Two IIS publications, Towards a Shi‘i Mediterranean Empire and The Founder of Cairo, both by Dr Shainool Jiwa, were launched at an event held in Mumbai, India, on February 14, 2014. Dr Shainool Jiwa, a specialist in Fatimid history, spoke at the event about her two latest works in a discussion with Anisa Virji, a GPISH alumnus and a member of the Ismaili Tariqah and Religious Education Board for India. Their dialogue covered the vast Mediterranean empire of the Fatimid Imam-caliph al-Mu‘izz, whose reign spanned North Africa, Syria and Egypt in the 10th century CE.
Imam-caliph al-Mu‘izz founded the city of Cairo in 969 CE, having extended Fatimid rule across the Mediterranean from North Africa to Egypt and Syria, through a series of strategic and diplomatic initiatives, including the fostering of ties with Egyptian notables through the Ismaili da‘wa. Under the Fatimids, Cairo became a vibrant cosmopolitan metropolis contributing to the cultural and intellectual efflorescence of the region alongside Baghdad, Constantinople and Cordoba.Imam-caliph al-Mu‘izz articulated the principles of inclusive governance in the Aman document, the Guarantee of Safety, issued to the people of Cairo comprising at the time of Muslims of Sunni and Shi‘i traditions, Christians and Jews. In that document, he proclaimed:
I guarantee you God’s complete and universal safety, eternal and continuous, inclusive and perfect, renewed and confirmed through the days and recurring through the years, for your lives, your property, your families, your livestock, your estates and your quarters, and whatever you possess, be it modest or significant.’ (p. 17, Towards a Shi‘i Mediterranean Empire)
From this commitment rose a city built around a splendid mosque, Al-Azhar, which quickly established itself as a centre of intellectual and cultural activity along with the Dar al-Hikma, founded in 1005 CE, that drew scholars from around the Muslim world. The Fatimids appointed administrators from various religious traditions and ethnic affiliations, rewarding competence with senior positions, thus drawing talent from the varied spectrum of Egyptian society.
In recent years, many parts of the Muslim world have been rent with uprisings and civil conflicts, as they grapple for a suitable model of good governance and inspiring leadership.

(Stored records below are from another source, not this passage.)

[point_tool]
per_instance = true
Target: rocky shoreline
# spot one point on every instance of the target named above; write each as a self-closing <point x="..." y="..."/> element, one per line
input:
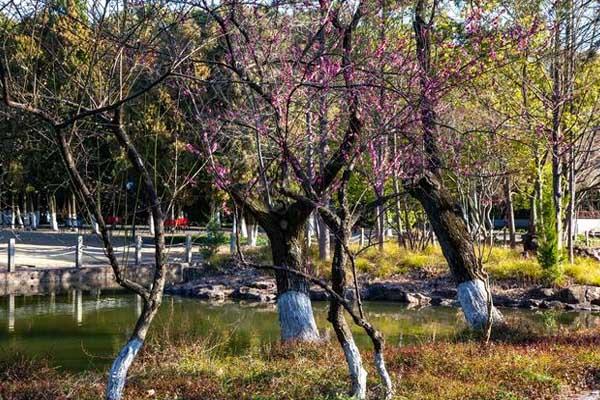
<point x="417" y="289"/>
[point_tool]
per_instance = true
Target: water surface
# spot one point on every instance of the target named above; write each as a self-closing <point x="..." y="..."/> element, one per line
<point x="78" y="331"/>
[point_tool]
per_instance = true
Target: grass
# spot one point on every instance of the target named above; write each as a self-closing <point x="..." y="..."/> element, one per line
<point x="525" y="368"/>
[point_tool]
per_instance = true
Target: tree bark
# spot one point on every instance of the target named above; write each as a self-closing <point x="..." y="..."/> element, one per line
<point x="510" y="213"/>
<point x="285" y="228"/>
<point x="295" y="311"/>
<point x="358" y="375"/>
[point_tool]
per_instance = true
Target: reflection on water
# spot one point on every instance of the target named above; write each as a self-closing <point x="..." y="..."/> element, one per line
<point x="84" y="330"/>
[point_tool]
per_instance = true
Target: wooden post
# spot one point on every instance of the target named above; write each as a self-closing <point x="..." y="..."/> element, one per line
<point x="79" y="252"/>
<point x="188" y="248"/>
<point x="138" y="250"/>
<point x="11" y="254"/>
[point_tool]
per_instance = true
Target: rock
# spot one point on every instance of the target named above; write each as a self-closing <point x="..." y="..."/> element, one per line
<point x="385" y="292"/>
<point x="437" y="301"/>
<point x="503" y="301"/>
<point x="251" y="294"/>
<point x="553" y="304"/>
<point x="206" y="293"/>
<point x="318" y="294"/>
<point x="416" y="298"/>
<point x="264" y="285"/>
<point x="530" y="303"/>
<point x="593" y="294"/>
<point x="575" y="294"/>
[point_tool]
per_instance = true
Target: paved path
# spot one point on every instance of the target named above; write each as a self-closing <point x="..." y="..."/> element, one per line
<point x="44" y="248"/>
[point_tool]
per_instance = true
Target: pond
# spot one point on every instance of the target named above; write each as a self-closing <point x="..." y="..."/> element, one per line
<point x="79" y="331"/>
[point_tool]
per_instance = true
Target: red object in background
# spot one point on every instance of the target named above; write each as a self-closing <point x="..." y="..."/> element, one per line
<point x="112" y="220"/>
<point x="177" y="223"/>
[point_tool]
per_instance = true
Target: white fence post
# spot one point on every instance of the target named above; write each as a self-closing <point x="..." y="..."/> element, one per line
<point x="188" y="248"/>
<point x="79" y="252"/>
<point x="11" y="255"/>
<point x="138" y="250"/>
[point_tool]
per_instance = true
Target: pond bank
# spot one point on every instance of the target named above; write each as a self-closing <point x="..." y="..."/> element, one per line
<point x="511" y="367"/>
<point x="415" y="288"/>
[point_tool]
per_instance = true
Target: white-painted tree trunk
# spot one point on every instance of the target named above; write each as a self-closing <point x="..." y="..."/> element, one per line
<point x="233" y="237"/>
<point x="324" y="241"/>
<point x="252" y="235"/>
<point x="473" y="299"/>
<point x="358" y="375"/>
<point x="118" y="371"/>
<point x="243" y="228"/>
<point x="33" y="220"/>
<point x="20" y="218"/>
<point x="296" y="317"/>
<point x="95" y="226"/>
<point x="151" y="223"/>
<point x="74" y="215"/>
<point x="384" y="375"/>
<point x="54" y="221"/>
<point x="310" y="230"/>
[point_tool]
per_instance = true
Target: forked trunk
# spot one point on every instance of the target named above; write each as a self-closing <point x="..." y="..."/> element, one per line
<point x="358" y="375"/>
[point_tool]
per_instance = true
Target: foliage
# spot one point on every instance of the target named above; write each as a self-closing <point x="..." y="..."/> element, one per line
<point x="549" y="254"/>
<point x="215" y="237"/>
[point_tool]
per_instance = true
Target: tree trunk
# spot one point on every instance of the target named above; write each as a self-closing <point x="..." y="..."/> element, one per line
<point x="293" y="303"/>
<point x="448" y="224"/>
<point x="324" y="241"/>
<point x="358" y="375"/>
<point x="53" y="219"/>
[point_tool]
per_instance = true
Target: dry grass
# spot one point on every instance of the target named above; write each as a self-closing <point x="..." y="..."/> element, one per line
<point x="526" y="368"/>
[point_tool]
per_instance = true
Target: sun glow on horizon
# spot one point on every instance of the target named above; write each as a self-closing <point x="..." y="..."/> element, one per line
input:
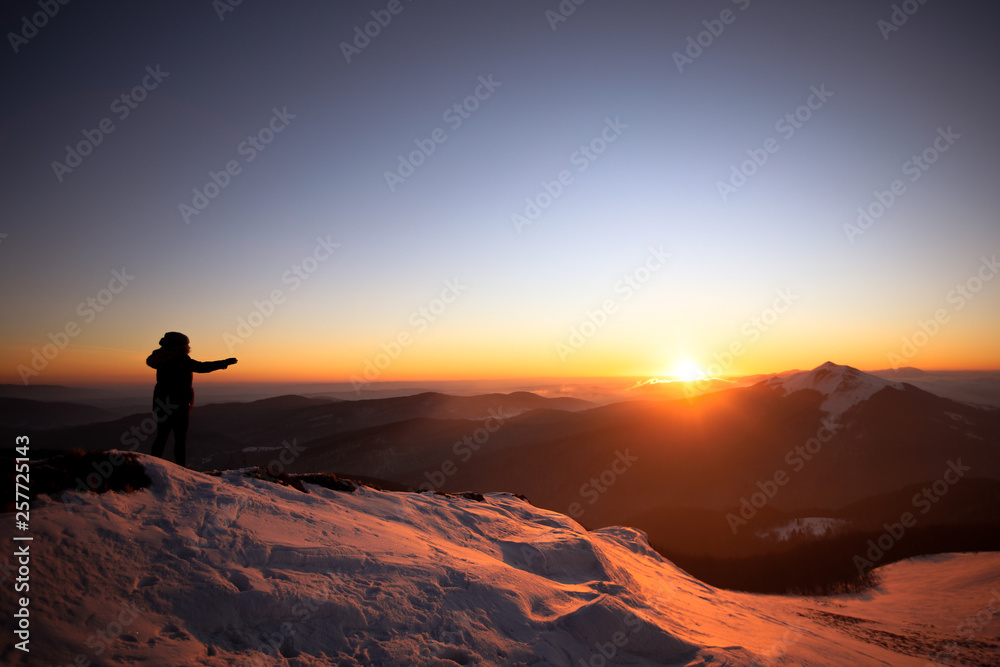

In this context, the Fatimid model of inclusive governance that Dr Jiwa presents – one that enabled them to rule as a minority over diverse lands for over two and a half centuries – acts as an interesting example from within Muslim history.
Two 15thcentury scholars: al Maqrizi (d. 1442 CE), an erudite Sunni scholar from Egypt; and Idris Imad al-Din (d. 1468 CE), the Chief da‘i of the Tayyibi Ismailis in Yemen, wrote extensively about the vibrant Shi‘i Mediterranean empire which Imam-caliph al-Muizz established. From two very different perspectives, they recount the milestones of Fatimid history and thought, including the spread of the Ismaili da‘wa, their diplomatic initiatives, thriving trade, pluralistic attitudes and intellectual debates and exchanges, which characterised this period.
Dr Jiwa has translated, from Arabic into English, two of the seminal works of these scholars, both of whom draw upon a range of primary sources, to portray a comprehensive representation of the Mediterranean milieu in which the Fatimids reigned. Several of the sources cited by them are lost to us today, making the works of al-Maqrizi and Idris indispensable to our understanding of the Fatimid period.